TODO:
* Return correct error codes to clusvcadm (currently it always returns
  "Unknown")
* Write glue for 'migrate' operations and migrate-enabled services

Basic configuration specification:

  <rm>
    <events>
      <event class="node"/>        <!-- all node events -->
      <event class="node"
             node="bar"/>     <!-- events concerning 'bar' -->
      <event class="node"
             node="foo"
             node_state="up"/>     <!-- 'up' events for 'foo' -->
      <event class="node"
             node_id="3"
             node_state="down"/>   <!-- 'down' events for node ID 3 -->

          (note, all service ops and such deal with node ID, not
           with node names)

      <event class="service"/>     <!-- all service events-->
      <event class="service"
             service_name="A"/>    <!-- events concerning 'A' -->
      <event class="service"
             service_name="B"
	     service_state="started"/> <!-- when 'B' is started... -->
      <event class="service"
             service_name="B"
	     service_state="started"/>
	     service_owner="3"/> <!-- when 'B' is started on node 3... -->

      <event class="service"
             priority="1"
	     service_state="started"/>
	     service_owner="3"/> <!-- when 'B' is started on node 3, do this
				      before the other event handlers ... -->


    </events>
    ...
  </rm>

General globals available from all scripts:

   node_self - local node ID
   event_type - event class, either:
       EVENT_NONE - unspecified / unknown
       EVENT_NODE - node transition
       EVENT_SERVICE - service transition
       EVENT_USER - a user-generated request
       EVENT_CONFIG - [NOT CONFIGURABLE]

Node event globals (i.e. when event_type == EVENT_NODE):
  
   node_id - node ID which is transitioning
   node_name - name of node which is transitioning
   node_state - new node state (NODE_ONLINE or NODE_OFFLINE, or if you prefer,
                1 or 0, respectively)
   node_clean - 0 if the node has not been fenced, 1 if the node has been
                fenced

Service event globals (i.e. when event_type == EVENT_SERVICE):

   service_name - Name of service which transitioned
   service_state - new state of service
   service_owner - new owner of service (or <0 if service is no longer
		   running)
   service_last_owner - Last owner of service if known.  Used for when
                   service_state = "recovering" generally, in order to
                   apply restart/relocate/disable policy.

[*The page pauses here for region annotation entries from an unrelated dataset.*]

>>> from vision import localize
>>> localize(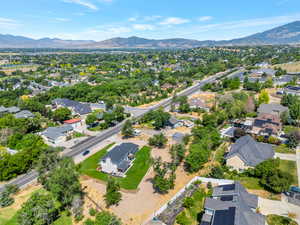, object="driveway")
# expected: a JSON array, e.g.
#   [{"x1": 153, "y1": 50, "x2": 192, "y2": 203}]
[
  {"x1": 258, "y1": 197, "x2": 300, "y2": 223},
  {"x1": 275, "y1": 152, "x2": 296, "y2": 161}
]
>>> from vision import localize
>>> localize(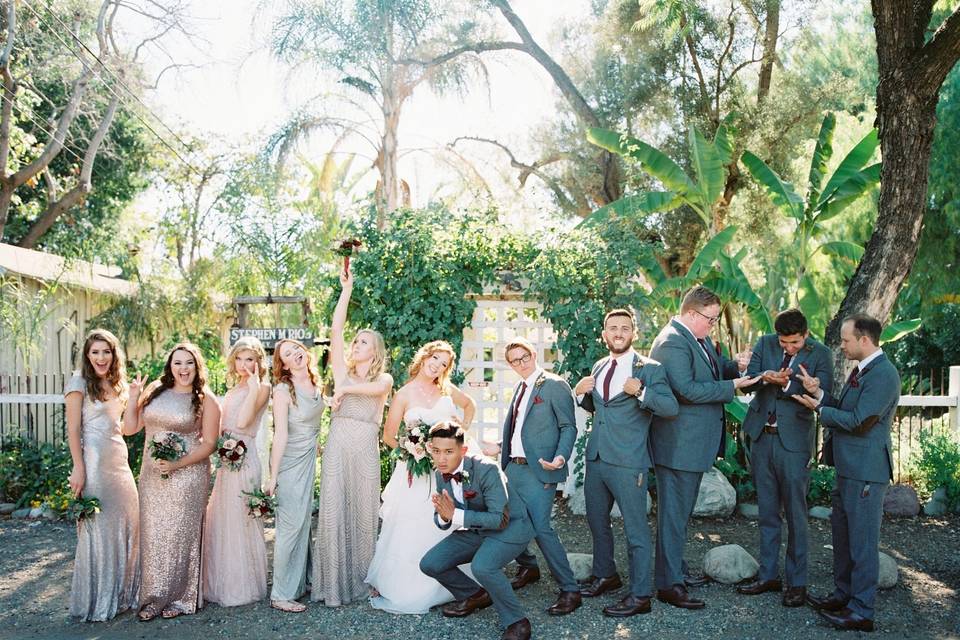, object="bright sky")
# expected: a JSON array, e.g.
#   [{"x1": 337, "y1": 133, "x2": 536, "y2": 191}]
[{"x1": 127, "y1": 0, "x2": 589, "y2": 216}]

User event globals (i.e. when event_type == EVENT_USER):

   service_name - service to perform request upon
   user_request - request to perform (USER_ENABLE, USER_DISABLE,
                   USER_STOP, USER_RELOCATE, [TODO] USER_MIGRATE)
   user_target - target node ID if applicable


Scripting functions - Informational:

  node_list = nodes_online();

	Returns a list of all online nodes.

  service_list = service_list();

	Returns a list of all configured services.

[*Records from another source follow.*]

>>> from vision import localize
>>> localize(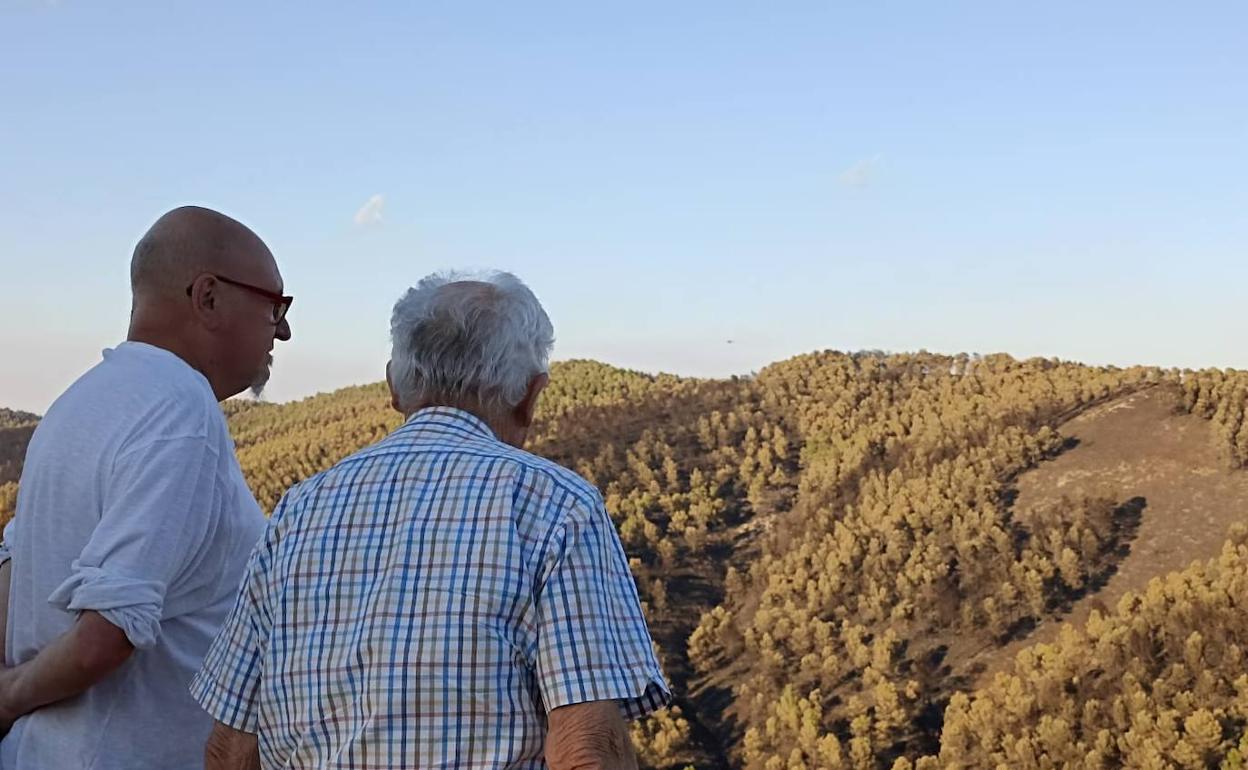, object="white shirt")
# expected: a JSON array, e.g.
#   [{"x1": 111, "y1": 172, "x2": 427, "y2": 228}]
[{"x1": 0, "y1": 342, "x2": 265, "y2": 770}]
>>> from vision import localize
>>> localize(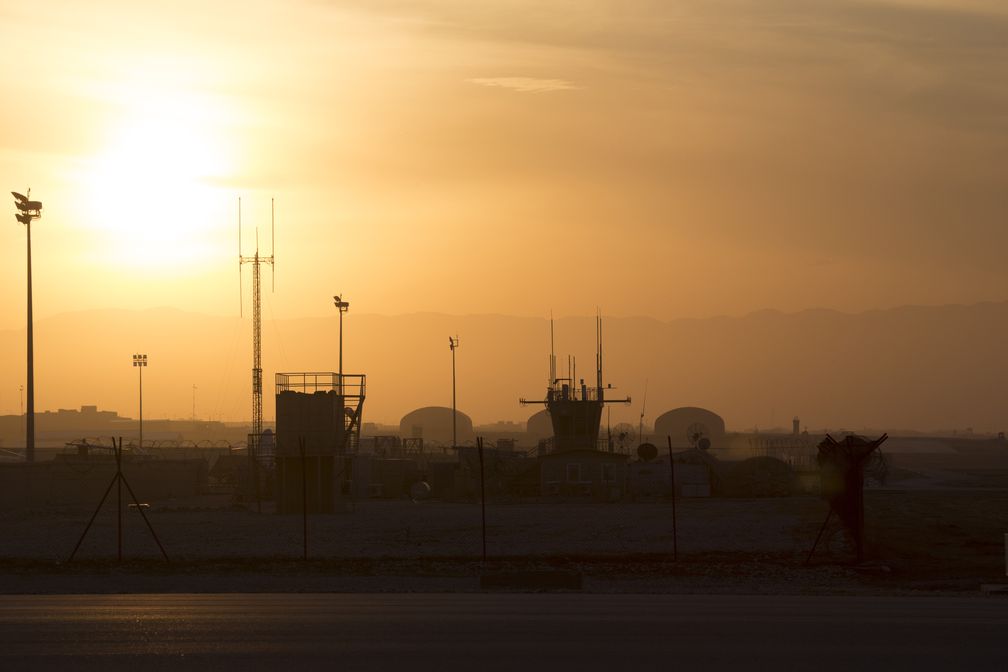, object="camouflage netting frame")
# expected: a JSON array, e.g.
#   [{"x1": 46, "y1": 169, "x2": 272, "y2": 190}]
[{"x1": 808, "y1": 434, "x2": 889, "y2": 562}]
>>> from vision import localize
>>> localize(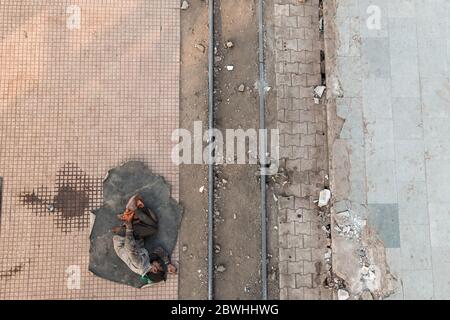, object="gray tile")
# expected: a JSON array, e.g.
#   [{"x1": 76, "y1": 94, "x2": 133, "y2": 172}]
[
  {"x1": 392, "y1": 98, "x2": 423, "y2": 139},
  {"x1": 339, "y1": 99, "x2": 364, "y2": 144},
  {"x1": 348, "y1": 180, "x2": 367, "y2": 204},
  {"x1": 395, "y1": 140, "x2": 425, "y2": 181},
  {"x1": 335, "y1": 17, "x2": 361, "y2": 56},
  {"x1": 428, "y1": 202, "x2": 450, "y2": 247},
  {"x1": 402, "y1": 269, "x2": 434, "y2": 300},
  {"x1": 338, "y1": 57, "x2": 362, "y2": 98},
  {"x1": 391, "y1": 74, "x2": 420, "y2": 98},
  {"x1": 359, "y1": 0, "x2": 389, "y2": 38},
  {"x1": 366, "y1": 159, "x2": 397, "y2": 203},
  {"x1": 397, "y1": 181, "x2": 429, "y2": 225},
  {"x1": 363, "y1": 78, "x2": 392, "y2": 119},
  {"x1": 386, "y1": 248, "x2": 402, "y2": 277},
  {"x1": 400, "y1": 225, "x2": 431, "y2": 276},
  {"x1": 426, "y1": 160, "x2": 450, "y2": 203},
  {"x1": 391, "y1": 54, "x2": 420, "y2": 98},
  {"x1": 369, "y1": 203, "x2": 400, "y2": 248},
  {"x1": 361, "y1": 38, "x2": 391, "y2": 78},
  {"x1": 389, "y1": 18, "x2": 418, "y2": 57},
  {"x1": 418, "y1": 37, "x2": 448, "y2": 77},
  {"x1": 388, "y1": 0, "x2": 416, "y2": 18},
  {"x1": 432, "y1": 243, "x2": 450, "y2": 300},
  {"x1": 348, "y1": 140, "x2": 366, "y2": 180},
  {"x1": 420, "y1": 75, "x2": 450, "y2": 118},
  {"x1": 424, "y1": 118, "x2": 450, "y2": 160},
  {"x1": 364, "y1": 119, "x2": 395, "y2": 161}
]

  (restarts, last_owner, owner, state) = service_status(service_name);

	Returns the state, owner, last_owner, and restarts.  Note that
	all return values are optional, but are right-justified per S-Lang
	specification.  This means if you only want the 'state', you can use:
	
	(state) = service_status(service_name);

	However, if you need the restart count, you must provide all four 
	return values as above.

  (nofailback, restricted, ordered, node_list) =
		service_domain_info(service_name);

	Returns the failover domain specification, if it exists, for the
	specified service name.  The node list returned is an ordered list
	according to priority levels.  In the case of unordered domains, 
	the ordering of the returned list is pseudo-random.

Scripting functions - Operational:

  err = service_start(service_name, node_list, [avoid_list]);

	Start a non-running, (but runnable, i.e. not failed)
	service on the first node in node_list.  Failing that, start it on
	the second node in node_list and so forth.  One may also specify
	an avoid list, but it's better to just use the subtract() function
	below.

  err = service_stop(service_name, [0 = stop, 1 = disable]);

	Stop a running service.  The second parameter is optional, and if
	non-zero is specified, the service will enter the disabled state.

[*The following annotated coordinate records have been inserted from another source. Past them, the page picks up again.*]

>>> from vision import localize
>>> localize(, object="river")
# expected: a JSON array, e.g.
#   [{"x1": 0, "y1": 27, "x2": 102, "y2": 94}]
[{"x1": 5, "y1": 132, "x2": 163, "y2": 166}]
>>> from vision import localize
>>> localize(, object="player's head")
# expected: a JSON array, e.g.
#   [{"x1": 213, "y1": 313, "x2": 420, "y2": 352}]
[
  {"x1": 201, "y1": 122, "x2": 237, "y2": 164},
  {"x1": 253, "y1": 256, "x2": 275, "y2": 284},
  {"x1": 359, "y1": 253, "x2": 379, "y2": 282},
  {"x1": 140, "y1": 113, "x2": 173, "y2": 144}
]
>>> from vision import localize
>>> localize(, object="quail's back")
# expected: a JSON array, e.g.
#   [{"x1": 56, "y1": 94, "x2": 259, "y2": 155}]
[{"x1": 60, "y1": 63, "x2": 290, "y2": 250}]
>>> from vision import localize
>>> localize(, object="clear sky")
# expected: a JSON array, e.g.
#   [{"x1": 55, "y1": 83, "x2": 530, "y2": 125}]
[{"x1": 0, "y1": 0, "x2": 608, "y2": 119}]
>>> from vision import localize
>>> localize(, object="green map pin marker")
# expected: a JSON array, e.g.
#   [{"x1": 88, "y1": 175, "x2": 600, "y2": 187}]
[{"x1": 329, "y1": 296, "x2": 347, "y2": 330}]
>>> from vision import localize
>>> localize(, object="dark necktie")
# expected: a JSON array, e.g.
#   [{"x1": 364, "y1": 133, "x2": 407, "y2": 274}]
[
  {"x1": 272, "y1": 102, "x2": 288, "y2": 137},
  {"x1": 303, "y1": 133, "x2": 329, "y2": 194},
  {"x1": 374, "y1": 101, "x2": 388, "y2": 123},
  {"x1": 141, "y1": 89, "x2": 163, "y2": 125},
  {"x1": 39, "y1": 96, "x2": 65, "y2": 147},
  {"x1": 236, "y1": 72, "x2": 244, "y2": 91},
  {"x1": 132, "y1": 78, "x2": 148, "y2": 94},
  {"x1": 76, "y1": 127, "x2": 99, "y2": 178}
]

  ... stuff that's not done but needs to be:

  err = service_relocate(service_name, node_list);

	Move a running service to the specified node_list in order of
	preference.  In the case of VMs, this is actually a migrate-or-
	relocate operation.

Utility functions - Node list manipulation

  node_list = union(left_node_list, right_node_list);

	Calculates the union between the two node list, removing duplicates
	and preserving ordering according to left_node_list.  Any added
	values from right_node_list will appear in their order, but
	after left_node_list in the returned list.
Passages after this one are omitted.